Always I have been fascinated by names of people and their ethnic backgrounds, Living in Canada one is surrounded by people who are - practically - from everywhere. My ancestors - and the ancestors of most of my friends - are Caucasian. However - I am happy to say - there are more and more friends and acquaintances from every background imaginable.
My first name is Ernest which was the name of my maternal grandfather while my middle name - Charles - was the given name of my paternal grandfather. Alda's first name - Laura - is the same as her maternal great grandmother while her middle name (Alda) is that of her paternal grandmother. Always she has been known as Alda and - as that name is unusual - she has met very few women who have the same name.
The third of we siblings is Babs. Her given names are Gladys Jean - the first name is the same as our mother's and - like Mom - she was born during the Christmas season. I have no idea what induced Dad to name her 'Jean' as well as there are/were no other 'Jeans' in our family.
The fourth to come along was our late brother Daniel George who was named after Dad (Daniel) and after Dad's half-brother (George). Always Dad was known as 'Dan' while our kid brother was 'Danny' which enabled us to be clear as to whom we were speaking to and/or about.
Our family name has always intrigued me - what is/was the derivation?

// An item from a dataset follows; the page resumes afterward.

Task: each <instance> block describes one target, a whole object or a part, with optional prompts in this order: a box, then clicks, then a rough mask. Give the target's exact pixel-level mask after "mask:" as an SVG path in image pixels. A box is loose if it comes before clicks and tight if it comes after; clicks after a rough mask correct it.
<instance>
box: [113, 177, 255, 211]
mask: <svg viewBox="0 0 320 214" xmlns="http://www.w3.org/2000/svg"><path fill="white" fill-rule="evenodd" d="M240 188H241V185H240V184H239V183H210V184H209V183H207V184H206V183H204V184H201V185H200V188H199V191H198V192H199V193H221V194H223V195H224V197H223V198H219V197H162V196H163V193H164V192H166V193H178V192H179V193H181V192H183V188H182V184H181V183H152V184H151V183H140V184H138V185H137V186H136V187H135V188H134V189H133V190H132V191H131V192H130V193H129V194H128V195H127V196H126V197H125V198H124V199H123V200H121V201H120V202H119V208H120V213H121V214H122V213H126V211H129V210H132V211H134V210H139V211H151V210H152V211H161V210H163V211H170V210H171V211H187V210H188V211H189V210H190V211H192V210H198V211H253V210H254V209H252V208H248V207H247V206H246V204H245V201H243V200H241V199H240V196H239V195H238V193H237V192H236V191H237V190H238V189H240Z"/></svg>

During my teen years I took piano lessons from a Miss Lacasse who - as far as we could tell - was not a close relative to our branch of the family. However, she had conducted some research and told me that three brothers had immigrated to Canada from France during the early days of settlement. Two of the brothers died while the third one sired a family. All of us in Canada with the 'Lacasse' (or de la Casse) surname are descendants from that one man.
Who he was and where he lived (Quebec or New Brunswick?) are unknown.
The family which Alda married into is sur-named Poirier. As the French word for 'pear' (the fruit) is 'poire' I assumed that the name referred to the fruit. After moving to Toronto I met a man whose surname was also 'Poirier'. He had undertaken some research and discovered the answer.
Many many centuries ago a young man had traveled from Great Britain to Normandy where he met and fell in love with a young woman whose father owned land upon which was an orchard including some pear trees. In those days a young man with no dowry would not be allowed to marry into a family who had 'landed' status. The owner of the orchard liked the young man so he thought up a way for him to be an eligible suitor for the daughter - he ceded to him a part of the orchard which contained some of the pear trees. Thus the name 'Poirier'!
I have no idea as to whether this explanation is valid or not but it is certainly romantic!
Neither I - nor my late brother - have direct descendants while both of my sisters do. One of them has a daughter - Teri - who married Paul Denis and gave birth to Nicholas and then Leah and it is the last name to which I wish to refer.
My maternal grandmother's mother was Jewish and - I believe - one of her names was Leah. One member of the family - who belongs to one of the Christian sects - did object to the Jewishness of the name but was overruled. Leah is mentioned in the Old Testament and it is a beautiful story so - as far as most of us are concerned - and as this grandniece is beautiful too - we are proud of her and firmly believe that she was well-named.